Я еще ни разу не попадал под воздушный обстрел и должен признаться, ощущение не из приятных, особенно если тебя застигли на открытом пространстве, да еще и без штанов. Лежишь и следишь за пулями, которые скачут по траве, вырывая куски почвы прямо у тебя под носом, и спастись можно только спрятавшись в глубокой канаве.
109-е летели друг за другом, почти задевая днищем палатки, и когда они с ревом проносились надо мной, голую спину обдавало мощной струей воздуха. Помню, я вывернул голову набок, и мне удалось разглядеть пилотов в кабинах в черных шлемах и кислородных масках цвета хаки, закрывавших носы и губы, а один щеголь нацепил ярко-желтый шарф, аккуратно заправив его в распахнутый ворот гимнастерки. Очков на глазах у них не было, и пару раз я поймал сосредоточенное выражение немецких глаз, уставившихся прямо перед собой.
- Все! Нам крышка! - кричал Дэвид. - Они разбомбят все наши самолеты!
- К черту самолеты! - прокричал я в ответ. - С нами-то как?
- Им нужны "Харрикейны", - крикнул Дэввд. - Они разнесут их по одному. Смотри.
Немцы знали, что кучка наших самолетов только что села после боя и теперь перезаправляется, а это - идеальный момент для наземного обстрела. Но они не знали, что вся наша противовоздушная оборона состоит из одной-единственной пушки "Бофорз", затаившейся где-то среди скал за нашим палаточным лагерем. В то время аэродромы на передовой линии фронта тщательно оберегали от нападения с воздуха, поэтому никто не любил летать на наземные обстрелы.
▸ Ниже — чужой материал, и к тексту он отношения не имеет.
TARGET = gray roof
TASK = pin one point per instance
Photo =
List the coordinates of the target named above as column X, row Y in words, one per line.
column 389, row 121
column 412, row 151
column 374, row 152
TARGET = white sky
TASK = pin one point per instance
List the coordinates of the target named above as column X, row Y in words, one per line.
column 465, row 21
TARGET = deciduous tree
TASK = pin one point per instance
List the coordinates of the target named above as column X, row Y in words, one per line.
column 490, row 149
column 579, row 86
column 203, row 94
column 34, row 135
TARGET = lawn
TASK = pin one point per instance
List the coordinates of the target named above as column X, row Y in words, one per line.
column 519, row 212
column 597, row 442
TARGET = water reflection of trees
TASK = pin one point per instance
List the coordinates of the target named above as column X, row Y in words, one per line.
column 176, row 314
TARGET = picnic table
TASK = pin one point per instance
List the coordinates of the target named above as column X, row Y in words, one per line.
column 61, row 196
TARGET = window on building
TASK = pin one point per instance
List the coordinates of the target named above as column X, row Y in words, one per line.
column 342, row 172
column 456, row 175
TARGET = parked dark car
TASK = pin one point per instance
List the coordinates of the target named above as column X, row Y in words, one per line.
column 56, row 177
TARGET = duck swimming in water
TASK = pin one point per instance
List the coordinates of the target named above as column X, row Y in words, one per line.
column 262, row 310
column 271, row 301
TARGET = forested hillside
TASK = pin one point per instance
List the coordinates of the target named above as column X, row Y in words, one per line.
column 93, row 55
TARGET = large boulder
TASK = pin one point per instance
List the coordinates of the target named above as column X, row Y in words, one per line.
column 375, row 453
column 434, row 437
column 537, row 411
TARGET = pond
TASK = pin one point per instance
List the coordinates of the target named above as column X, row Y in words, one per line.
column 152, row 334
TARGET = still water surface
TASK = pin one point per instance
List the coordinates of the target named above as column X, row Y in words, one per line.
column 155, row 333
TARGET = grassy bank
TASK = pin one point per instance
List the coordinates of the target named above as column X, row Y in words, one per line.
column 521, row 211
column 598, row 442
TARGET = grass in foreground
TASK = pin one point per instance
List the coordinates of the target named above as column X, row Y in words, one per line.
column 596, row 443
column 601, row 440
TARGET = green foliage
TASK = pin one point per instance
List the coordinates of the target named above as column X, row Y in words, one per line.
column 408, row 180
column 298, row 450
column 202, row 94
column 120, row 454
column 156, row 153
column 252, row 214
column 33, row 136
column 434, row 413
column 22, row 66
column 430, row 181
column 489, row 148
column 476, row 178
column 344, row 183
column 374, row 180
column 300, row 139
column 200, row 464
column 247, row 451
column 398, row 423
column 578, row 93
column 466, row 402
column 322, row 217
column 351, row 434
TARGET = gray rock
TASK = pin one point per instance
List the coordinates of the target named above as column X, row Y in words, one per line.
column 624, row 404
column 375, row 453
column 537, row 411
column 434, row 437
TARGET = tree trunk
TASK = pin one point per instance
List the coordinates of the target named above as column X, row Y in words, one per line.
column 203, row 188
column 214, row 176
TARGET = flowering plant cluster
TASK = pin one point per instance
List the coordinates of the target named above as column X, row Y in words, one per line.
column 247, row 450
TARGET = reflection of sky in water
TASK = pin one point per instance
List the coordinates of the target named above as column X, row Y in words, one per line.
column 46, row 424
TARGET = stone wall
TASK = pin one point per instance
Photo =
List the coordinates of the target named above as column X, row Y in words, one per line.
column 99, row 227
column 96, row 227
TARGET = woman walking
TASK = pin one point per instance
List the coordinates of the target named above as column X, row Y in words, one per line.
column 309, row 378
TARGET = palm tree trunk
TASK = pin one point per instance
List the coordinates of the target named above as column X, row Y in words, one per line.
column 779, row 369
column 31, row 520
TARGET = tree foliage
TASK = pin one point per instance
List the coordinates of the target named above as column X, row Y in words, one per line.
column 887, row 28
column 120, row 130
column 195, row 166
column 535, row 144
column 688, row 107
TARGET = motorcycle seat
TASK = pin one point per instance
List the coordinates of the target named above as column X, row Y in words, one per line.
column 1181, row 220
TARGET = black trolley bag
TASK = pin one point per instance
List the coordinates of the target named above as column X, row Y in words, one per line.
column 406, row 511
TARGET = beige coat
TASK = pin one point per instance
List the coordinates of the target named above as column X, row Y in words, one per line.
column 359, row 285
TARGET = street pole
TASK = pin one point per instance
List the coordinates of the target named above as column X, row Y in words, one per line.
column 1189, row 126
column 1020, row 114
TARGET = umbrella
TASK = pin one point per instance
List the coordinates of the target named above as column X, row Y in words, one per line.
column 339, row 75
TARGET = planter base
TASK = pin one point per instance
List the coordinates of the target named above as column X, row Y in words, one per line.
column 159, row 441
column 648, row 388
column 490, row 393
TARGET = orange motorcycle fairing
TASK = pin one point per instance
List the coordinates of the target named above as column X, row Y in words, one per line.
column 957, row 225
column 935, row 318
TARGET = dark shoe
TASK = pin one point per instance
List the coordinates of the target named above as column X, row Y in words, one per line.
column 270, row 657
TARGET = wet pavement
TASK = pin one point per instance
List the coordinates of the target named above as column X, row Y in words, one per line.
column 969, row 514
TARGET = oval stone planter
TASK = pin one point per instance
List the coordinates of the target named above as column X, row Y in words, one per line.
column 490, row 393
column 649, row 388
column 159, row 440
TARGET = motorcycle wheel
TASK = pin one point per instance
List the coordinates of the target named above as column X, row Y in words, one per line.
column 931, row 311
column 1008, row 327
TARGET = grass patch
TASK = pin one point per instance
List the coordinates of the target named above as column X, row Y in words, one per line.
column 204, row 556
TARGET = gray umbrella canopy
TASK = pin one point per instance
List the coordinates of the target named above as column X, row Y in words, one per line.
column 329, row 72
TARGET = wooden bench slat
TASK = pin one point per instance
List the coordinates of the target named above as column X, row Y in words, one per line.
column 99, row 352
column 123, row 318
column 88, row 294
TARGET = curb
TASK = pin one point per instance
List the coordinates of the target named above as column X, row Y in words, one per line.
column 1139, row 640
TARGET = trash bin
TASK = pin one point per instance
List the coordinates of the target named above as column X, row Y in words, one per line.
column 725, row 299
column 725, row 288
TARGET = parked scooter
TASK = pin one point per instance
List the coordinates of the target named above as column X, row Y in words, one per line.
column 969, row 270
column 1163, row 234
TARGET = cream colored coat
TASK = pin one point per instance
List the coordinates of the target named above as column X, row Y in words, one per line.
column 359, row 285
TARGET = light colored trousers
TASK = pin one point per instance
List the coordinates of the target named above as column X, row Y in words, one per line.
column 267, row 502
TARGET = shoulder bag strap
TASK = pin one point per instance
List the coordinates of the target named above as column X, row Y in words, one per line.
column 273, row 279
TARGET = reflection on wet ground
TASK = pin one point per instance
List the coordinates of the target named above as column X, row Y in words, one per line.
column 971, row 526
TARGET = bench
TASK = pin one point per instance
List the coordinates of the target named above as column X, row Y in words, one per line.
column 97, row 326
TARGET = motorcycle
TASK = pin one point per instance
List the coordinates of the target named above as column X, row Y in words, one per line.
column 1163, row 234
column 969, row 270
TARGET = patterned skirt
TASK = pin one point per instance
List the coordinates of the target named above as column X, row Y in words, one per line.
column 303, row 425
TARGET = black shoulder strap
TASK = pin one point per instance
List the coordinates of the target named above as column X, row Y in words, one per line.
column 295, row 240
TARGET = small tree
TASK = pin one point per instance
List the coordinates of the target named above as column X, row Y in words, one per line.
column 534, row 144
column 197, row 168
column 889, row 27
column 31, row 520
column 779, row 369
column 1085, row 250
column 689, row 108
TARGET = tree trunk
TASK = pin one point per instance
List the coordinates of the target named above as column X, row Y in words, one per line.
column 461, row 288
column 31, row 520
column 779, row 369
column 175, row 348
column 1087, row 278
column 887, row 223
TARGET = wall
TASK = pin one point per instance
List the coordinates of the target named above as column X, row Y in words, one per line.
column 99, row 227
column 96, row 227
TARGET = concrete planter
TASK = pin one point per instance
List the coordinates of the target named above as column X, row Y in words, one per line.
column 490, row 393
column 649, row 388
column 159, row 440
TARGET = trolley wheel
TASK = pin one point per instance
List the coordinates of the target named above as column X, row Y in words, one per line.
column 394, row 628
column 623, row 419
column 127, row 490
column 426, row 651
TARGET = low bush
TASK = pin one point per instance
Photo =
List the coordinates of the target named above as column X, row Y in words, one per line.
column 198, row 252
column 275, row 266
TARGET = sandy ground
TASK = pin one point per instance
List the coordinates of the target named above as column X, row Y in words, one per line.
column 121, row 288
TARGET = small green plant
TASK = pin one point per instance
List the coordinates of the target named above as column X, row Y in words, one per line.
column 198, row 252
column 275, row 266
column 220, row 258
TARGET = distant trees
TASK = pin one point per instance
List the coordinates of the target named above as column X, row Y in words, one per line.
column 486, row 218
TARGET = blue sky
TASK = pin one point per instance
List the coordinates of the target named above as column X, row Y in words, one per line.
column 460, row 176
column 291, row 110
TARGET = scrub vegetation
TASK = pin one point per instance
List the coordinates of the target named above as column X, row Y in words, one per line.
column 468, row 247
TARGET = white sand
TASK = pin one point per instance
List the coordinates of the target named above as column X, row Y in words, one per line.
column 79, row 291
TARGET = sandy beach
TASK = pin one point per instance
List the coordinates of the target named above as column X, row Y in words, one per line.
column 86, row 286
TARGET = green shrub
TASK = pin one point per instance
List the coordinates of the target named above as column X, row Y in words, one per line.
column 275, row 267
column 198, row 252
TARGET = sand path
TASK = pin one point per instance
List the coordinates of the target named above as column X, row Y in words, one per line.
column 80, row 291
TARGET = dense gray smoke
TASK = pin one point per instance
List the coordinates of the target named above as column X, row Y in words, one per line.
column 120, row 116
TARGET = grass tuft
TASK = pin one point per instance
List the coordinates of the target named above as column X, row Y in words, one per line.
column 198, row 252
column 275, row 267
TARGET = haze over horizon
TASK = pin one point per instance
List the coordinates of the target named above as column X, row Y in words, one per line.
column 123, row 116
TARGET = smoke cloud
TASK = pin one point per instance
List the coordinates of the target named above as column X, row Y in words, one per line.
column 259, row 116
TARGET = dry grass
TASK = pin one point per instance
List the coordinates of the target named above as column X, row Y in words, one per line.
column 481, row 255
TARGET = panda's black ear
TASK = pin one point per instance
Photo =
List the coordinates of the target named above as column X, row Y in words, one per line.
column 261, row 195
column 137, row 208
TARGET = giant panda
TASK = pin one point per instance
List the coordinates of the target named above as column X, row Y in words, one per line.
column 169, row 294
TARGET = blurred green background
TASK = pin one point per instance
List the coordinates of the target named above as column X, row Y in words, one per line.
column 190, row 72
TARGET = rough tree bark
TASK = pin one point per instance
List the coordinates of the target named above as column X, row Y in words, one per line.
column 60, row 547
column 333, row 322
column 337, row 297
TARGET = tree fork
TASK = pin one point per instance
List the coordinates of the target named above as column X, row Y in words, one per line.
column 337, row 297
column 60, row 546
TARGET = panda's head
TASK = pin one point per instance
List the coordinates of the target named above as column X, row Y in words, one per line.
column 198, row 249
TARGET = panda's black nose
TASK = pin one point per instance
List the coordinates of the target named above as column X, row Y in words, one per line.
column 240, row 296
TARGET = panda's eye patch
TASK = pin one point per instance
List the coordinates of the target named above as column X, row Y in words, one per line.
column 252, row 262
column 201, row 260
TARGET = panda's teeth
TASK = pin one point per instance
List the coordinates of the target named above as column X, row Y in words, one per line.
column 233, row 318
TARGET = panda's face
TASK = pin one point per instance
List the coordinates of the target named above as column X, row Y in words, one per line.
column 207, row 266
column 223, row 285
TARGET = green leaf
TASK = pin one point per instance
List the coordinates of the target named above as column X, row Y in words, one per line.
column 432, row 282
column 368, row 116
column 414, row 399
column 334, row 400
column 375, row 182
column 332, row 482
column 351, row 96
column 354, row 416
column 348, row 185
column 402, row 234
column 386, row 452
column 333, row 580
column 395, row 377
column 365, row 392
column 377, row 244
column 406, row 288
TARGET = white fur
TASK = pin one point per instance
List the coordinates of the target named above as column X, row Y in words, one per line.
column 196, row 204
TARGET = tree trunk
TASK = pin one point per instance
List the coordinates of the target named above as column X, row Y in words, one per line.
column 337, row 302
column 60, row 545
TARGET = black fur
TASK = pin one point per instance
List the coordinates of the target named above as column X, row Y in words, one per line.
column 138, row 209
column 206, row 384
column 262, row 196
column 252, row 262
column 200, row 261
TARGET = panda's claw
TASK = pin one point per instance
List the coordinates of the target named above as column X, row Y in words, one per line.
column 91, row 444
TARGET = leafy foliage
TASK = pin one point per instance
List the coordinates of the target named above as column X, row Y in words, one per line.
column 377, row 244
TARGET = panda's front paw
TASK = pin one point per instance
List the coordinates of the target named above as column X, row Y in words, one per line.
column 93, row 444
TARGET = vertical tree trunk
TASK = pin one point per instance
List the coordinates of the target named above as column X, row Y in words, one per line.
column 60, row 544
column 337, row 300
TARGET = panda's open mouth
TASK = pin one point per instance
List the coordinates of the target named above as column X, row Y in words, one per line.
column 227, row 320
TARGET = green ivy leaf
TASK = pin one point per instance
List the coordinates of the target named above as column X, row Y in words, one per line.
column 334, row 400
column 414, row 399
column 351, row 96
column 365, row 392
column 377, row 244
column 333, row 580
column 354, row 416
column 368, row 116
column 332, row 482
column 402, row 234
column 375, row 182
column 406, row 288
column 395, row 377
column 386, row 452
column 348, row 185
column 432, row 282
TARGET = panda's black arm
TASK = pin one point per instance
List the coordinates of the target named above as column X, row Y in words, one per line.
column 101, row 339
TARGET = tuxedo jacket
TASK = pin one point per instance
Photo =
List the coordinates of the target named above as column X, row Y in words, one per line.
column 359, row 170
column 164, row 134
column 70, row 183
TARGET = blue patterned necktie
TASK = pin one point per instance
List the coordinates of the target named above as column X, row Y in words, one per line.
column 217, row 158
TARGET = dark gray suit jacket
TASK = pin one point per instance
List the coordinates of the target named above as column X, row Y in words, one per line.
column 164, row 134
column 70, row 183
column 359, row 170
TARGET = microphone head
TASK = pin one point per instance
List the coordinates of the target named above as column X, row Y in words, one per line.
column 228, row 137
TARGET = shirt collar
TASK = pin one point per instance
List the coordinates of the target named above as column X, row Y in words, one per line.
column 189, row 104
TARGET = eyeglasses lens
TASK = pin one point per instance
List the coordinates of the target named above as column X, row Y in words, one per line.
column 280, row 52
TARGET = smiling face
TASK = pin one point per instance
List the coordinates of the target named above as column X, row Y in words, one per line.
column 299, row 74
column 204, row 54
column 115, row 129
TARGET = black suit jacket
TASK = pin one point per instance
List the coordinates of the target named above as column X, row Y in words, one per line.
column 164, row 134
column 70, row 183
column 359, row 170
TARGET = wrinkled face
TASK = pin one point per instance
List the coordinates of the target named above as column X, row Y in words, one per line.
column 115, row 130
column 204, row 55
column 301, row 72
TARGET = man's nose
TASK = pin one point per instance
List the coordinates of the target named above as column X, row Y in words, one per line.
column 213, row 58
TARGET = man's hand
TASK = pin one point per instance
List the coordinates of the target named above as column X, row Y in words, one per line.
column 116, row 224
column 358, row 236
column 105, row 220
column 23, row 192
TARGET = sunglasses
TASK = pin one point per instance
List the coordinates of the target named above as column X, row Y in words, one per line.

Позже я тоже несколько раз совершал налеты на вражеские аэродромы, и мне это совсем не понравилось. Летишь на большой скорости и на маленькой высоте, и, если в твой самолет попадет пуля, почти нет шансов на спасение.
Немцы не могли знать, что наш аэродром прикрывает всего одна несчастная пушка, поэтому они не стали рисковать, сделали быстрый круг над полем и убрались восвояси.
Исчезли они так же внезапно, как появились, и, когда они улетели, над полем повисла поразительная тишина. У меня мелькнула мысль: вдруг всех убили, и в живых остались только мы с Дэвидом. Мы встали и огляделись вокруг. Наконец раздались голоса. Кто-то кричал, приказывая принести носилки, кого-то в окровавленной одежде вели к палатке врача. Но самое удивительное - наша старенькая пушка умудрилась сбить один "Мессершмит". Мы увидели его метрах в десяти над аэродромом с горящим двигателем, из которого вырывались клубы черного дыма. Он беззвучно скользил вниз, и мы с Дэвидом наблюдали, как он на крутом вираже заходит на посадку.
- Мерзавец сгорит заживо, если не поторопится, - заметил Дэвид.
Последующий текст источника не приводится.